ぱき、と乾いた音を発して、プーさんのストラップをつけた哀れなそれは
一瞬にしてスクラップに変わった。
「ちょ、姉さん! なんで壊すんだよ!」
「……さい」
姉さんの突然の凶行で、先輩に買ってもらったストラップがはじけ飛んでしまった。
床に這い蹲り、必死になって探す。
「ああ! これじゃもう使えないじゃないか!
  こないだ機種変したばっかりなのにどうしてくれ……」
「うるさいうるさいうるさいっ!」
さっきまで携帯電話だったものを手にして目の前のきちがいに不平を述べた瞬間、
きんきんと耳障りな叫び声が部屋に響いた。
「アンタがいけないんだからね! アンタがアンタがアンタが!
  そんなものを大事そうにするからいけないのよ!」
「はぁ?」
わけがわからない。姉さんの言い分が支離滅裂なことは今に始まったことではないが、
今回は本当にわけがわからない。
まだ今日の僕は何も粗相をしていないはずだ。
なのにどうして怒り狂う。まさかとは思うが、携帯電話なんかに嫉妬したとでもいうのか。

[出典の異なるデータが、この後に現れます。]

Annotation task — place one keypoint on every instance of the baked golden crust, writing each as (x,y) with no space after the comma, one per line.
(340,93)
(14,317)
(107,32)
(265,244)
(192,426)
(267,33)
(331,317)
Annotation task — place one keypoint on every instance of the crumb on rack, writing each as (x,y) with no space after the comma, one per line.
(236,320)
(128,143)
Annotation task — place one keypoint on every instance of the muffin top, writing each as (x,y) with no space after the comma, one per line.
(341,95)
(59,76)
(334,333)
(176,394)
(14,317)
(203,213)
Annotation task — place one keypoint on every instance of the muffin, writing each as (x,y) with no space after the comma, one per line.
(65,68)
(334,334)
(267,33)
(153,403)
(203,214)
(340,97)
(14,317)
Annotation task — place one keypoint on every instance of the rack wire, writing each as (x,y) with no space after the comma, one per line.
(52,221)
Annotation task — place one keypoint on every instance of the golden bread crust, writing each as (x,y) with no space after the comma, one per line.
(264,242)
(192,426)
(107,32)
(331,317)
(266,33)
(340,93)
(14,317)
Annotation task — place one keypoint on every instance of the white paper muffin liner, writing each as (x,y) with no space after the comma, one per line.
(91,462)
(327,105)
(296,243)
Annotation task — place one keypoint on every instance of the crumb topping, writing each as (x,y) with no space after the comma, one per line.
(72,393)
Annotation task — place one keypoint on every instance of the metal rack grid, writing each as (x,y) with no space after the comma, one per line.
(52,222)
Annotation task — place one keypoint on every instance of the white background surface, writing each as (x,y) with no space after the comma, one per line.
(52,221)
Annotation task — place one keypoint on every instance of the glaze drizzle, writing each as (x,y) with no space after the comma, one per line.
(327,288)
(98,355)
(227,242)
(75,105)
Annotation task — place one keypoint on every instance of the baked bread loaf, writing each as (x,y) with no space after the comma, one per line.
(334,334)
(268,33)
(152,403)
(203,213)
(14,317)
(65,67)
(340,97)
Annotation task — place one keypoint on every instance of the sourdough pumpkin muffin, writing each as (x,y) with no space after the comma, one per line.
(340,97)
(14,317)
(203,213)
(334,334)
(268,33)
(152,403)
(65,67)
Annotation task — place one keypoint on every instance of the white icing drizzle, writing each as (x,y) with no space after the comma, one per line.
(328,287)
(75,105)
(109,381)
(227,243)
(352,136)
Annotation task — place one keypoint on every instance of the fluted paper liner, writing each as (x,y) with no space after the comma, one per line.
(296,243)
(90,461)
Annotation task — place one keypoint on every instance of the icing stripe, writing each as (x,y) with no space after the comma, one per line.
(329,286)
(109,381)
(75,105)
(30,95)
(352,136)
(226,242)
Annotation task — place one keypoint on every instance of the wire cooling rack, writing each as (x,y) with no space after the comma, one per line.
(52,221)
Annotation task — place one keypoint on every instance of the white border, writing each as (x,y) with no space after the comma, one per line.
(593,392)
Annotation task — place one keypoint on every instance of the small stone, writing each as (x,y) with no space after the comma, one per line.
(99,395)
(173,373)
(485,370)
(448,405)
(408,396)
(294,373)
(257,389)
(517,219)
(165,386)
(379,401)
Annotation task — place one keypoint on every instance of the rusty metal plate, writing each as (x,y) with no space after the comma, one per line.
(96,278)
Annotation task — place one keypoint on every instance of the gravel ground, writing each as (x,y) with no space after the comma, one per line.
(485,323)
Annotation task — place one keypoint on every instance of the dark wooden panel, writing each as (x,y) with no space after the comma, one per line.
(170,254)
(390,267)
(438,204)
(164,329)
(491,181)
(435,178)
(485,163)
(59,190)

「ねえどうして! どうして悠太はアタシだけを見てくれないの!
  こんなに愛しているのに、こんなに大事に想っているのに!
  他のものばかりみてアタシを見てくれない! 悠太!」
きめぇ。あろうことか姉さんがいつものアレを始めやがった。
アタシを愛しなさい、こんなに尽くしてるのにどうして、絶対に他の女なんか見るな、
えっちなら私とすればいいじゃない、と身の毛もよだつような戯言を延々と繰り返している。
いわゆる悲劇のヒロイン願望というやつだ。
こうなるとこの糞姉はもう手遅れで、これ見よがしに「アタシは世界で一番不幸なの」
なんて自己陶酔に浸りきった不愉快な顔つきをして、一人シェイクスピアごっこに耽るのだ。
こいつはどこまで鬱陶しくなれば気が済む。
人の物を壊しておきながら、しつこいほどの自己主張を繰り返す目の前の人間に、
張り詰めていた堪忍袋の尾がとうとう千切れた。


「いい加減にしろよ。クソ兄貴」

僕は言ってはいけない単語を言った。